I perceive too late that by an infrangible chain of reasoning I have been proving that we too are governed and refined by a leisure class, and that there is only the trifling difference of sex between the American and the European aristocracies. At the same time I have got rather far away from Lexington, where life seemed to be still very unambitious and old-fashioned. I wish I could say that it was cheap; but this is not the case in the suburbs of any of our Atlantic cities. House rent is certainly less, but the railroad fares and the expressman’s charges go far to equalize that with the city rate; about Boston the suburban taxes are sometimes greater than the city taxes; provisions and service are a little costlier, and unless one conforms quite strictly to the local standard of simplicity, one is apt to live quite as expensively as in town. It would cost as much to live with the same ease in Lexington as in Boston; that is to say, a third more than in London. But one is not obliged to live with “ease” there, and he may live in comfort for a reasonable sum.

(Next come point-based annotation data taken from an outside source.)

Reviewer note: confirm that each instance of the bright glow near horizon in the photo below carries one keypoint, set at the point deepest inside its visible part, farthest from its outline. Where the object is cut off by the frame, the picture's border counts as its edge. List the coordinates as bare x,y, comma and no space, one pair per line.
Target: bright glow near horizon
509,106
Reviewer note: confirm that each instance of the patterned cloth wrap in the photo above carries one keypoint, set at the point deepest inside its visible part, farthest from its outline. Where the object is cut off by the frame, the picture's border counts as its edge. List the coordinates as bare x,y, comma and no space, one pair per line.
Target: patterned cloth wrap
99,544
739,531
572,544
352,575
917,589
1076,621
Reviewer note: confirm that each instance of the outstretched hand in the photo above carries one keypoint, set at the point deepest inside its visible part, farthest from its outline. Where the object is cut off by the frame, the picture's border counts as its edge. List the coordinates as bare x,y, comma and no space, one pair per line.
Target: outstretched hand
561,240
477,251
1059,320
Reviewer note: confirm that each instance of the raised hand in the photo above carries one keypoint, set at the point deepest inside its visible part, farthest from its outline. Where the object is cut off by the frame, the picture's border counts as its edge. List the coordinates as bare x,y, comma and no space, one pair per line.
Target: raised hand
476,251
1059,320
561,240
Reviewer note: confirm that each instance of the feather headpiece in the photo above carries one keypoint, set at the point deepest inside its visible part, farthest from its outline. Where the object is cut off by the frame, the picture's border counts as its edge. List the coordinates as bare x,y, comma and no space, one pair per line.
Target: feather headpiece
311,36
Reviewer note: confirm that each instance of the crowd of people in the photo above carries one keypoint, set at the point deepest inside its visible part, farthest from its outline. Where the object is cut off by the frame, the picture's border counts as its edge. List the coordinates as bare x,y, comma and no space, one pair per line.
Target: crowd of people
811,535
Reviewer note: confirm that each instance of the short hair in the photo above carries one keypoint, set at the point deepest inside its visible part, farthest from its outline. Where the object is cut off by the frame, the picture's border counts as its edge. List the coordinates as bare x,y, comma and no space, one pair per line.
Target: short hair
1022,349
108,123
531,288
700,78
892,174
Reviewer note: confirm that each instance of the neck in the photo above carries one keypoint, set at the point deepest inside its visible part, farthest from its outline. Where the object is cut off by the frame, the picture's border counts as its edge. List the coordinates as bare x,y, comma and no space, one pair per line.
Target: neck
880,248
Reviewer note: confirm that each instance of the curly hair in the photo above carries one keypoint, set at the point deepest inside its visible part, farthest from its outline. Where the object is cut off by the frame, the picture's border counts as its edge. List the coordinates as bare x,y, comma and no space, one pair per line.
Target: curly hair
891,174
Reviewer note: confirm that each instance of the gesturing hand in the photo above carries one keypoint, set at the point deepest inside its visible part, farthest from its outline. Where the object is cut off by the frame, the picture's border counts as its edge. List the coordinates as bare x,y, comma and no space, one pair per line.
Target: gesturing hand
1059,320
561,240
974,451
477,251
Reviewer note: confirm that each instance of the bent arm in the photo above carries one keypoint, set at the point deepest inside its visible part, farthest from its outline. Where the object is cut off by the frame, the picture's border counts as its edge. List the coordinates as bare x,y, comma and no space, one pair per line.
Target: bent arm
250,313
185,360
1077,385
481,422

It struck me that the place had studied convenience scientifically, and that in a modest way it was entirely sufficient to itself, with its good schools, its admirable library, its well-kept streets and roads; its sociable little line of railroad connecting it with the city by ten or twelve trains a day; its well-stocked provision stores, and its variety of other shops. There cannot be many more than a thousand people in the village, including the Irish hamlet by the railroad side; but it is lighted with gas, and they are talking of water-works. I dare say they will soon have drainage and malaria.
The village of Lexington, however, is not one of those examples of rapid growth with which we like to astonish the world. I doubt if it can be more than twice as populous as when a hundred years ago it became the scene of the brief conflict which has made it memorable. Our hotel fronted th
e road along which the King’s troops had marched in the twilight of the morning of April 19, 1775, and on which they retreated in the afternoon. The common where the encounter with the Provincials took place was but a minute’s walk away, and with the relics of the library close at hand, we dwelt, as it were, in the midst of heroic memories. One pleasant forenoon, when the May had remitted its worst rigors, and nature was making the most, with birds and sunshine, of a respite from the east wind, we strolled up to the pretty green, and leaning upon the rail that encloses it, listened to the story of the fight from one who had all but been present in his careful and enthusiastic studies of its details.